At the very start of my speech, Mr Deputy Speaker allowed me to say a few words to condemn the violence we have seen in Glasgow tonight, as I am sure the Minister will. There is no place for far-right thuggery anywhere in the United Kingdom. People are entitled to protest peacefully if they think the Government are not making the correct decisions. A peaceful protest was planned for tonight and they were met with thugs. I am sure that we will see and hear more about that on the news later this evening.
I have a couple of questions for the Minister. May I urge him to please urgently reconsider and confirm to me today in writing that he will not restart any support cessations, or the evictions that will inevitably follow, without the express agreement of asylum local authorities, public health directors, and, where relevant, devolved Administrations? Will he confirm that the last meeting to have taken place with local authorities, political leaders and Ministers was just less than a year ago, when the right hon. Member for Romsey and Southampton North (Caroline Nokes) was the Immigration Minister? What does that say about the Home Office and its relations with political leaders in local government dispersal areas? Can he tell us when the next meeting with the local government dispersal areas will be?
On the acute risk of covid-19 and severe illness and death for BAME communities, I turn briefly to a critical matter touched on earlier that is of the utmost public interest. As the evidence is now overwhelming that BAME communities living in areas of deprivation and often higher population density are at an acutely high risk of contracting covid-19 or of dying from it, this already high risk will escalate if BAME communities are made homelessness. The asylum seekers are from BAME groups, with people from Bangladesh, Pakistan, India, Nigeria, Sudan, Afghanistan, and China, among many others. They are at a higher risk of dying from covid-19. Surely given that, the Minister must not end, but extend, the ban on asylum support cessation and evictions. It would be even more irresponsible in public health and safety terms to restart business as usual. Given the evidence about those who are homeless catching covid-19 and, for BAME communities, of dying from it, will the Minister urgently extend the ban on asylum support cessation and evictions, and set out how he is paying due regard to this public sector equality duty in deciding to end the current pause on cessation and evictions?
My third point is about hotel detentions, which was the subject of tonight’s peaceful protest in Glasgow. I have read the exchanges between Mears and the Home Affairs Committee. I have seen that the asylum charities have had to supply supplementary evidence. I have read the reports in the media and new media, and I have read the Minister’s letter to Councillor Jen Layden, so let me lay out the facts.
A decision was taken by Mears in the first week of lockdown, on 23 March, to quickly uproot 300 asylum seekers from single-occupancy or two-bedroom serviced apartments in the city—de facto households—into hotels. Asylum seekers have contacted my office and the offices of asylum charities to say that asylum seekers were bundled into vans with no social distancing and transported to these hotels—not quality hotels by any manner of means. In some of these hotels, the food provided has been mouldy and unfit for consumption, and in some it is culturally inappropriate, to the extent that around 20 asylum seekers are currently on hunger strike.

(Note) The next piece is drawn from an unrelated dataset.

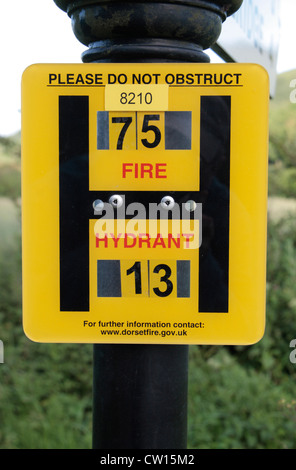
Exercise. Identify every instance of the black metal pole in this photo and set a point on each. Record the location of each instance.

Asylum seekers have contacted my office to say that, due to the food provided, they have been unwell. That is not acceptable. It is so bad that charities have had no other choice than to step in and provide food. I can confirm, as a trustee of the Feeding Britain charity, that it has agreed to contribute to the provision of meals that are of sufficient quality and cultural appropriateness for families. I should add that 300-plus people uprooted from their serviced apartment accommodation, on arrival in the hotels, had all financial support cut off, which is not something that was required by asylum support. However, the Government and the Department chose to do that, and people are suffering every day. How would we feel when we leave this room today—how would any of us feel—if we were told that we had no money at all?
There is no social distancing and health concerns are too often ignored or met with a dismissive attitude. Claims made in ministerial correspondence that organisations such as the Red Cross and the Scottish Refugee Council have inspected the site and raised no concerns are denied by those organisations. As the Red Cross put it:
“I have confirmed with our operational staff that the offer of a visit to hotel accommodation was not taken up by our staff due to public health guidelines advising against all non-essential travel, this however may change as we transition out of lock down”.
The Scottish Refugee Council said:
“We declined the first invite to a hotel for lockdown public health reasons. We accepted the second invite to visit one of seven hotels in use, which we did, but we said to Mears before then, during it and after that visit, that there is not much we can meaningfully say on conditions and how people feel, on the basis of one short visit to one location. Mears accepted this was the case.”
It is the case that the decision to place asylum seekers into hotels results in those individuals losing that state financial support. The argument that this is not a cost-cutting exercise just does not wash, and sadly, there has been one tragic death.
Can the Minister confirm whether, on what date and to whom in Glasgow City Council Mears gave notice of the plan, with effect from 27 March, to move those 300-plus asylum seekers who were already on section 98 support and who were in serviced apartments in the city? Did Mears not give advance notice to the council in that regard?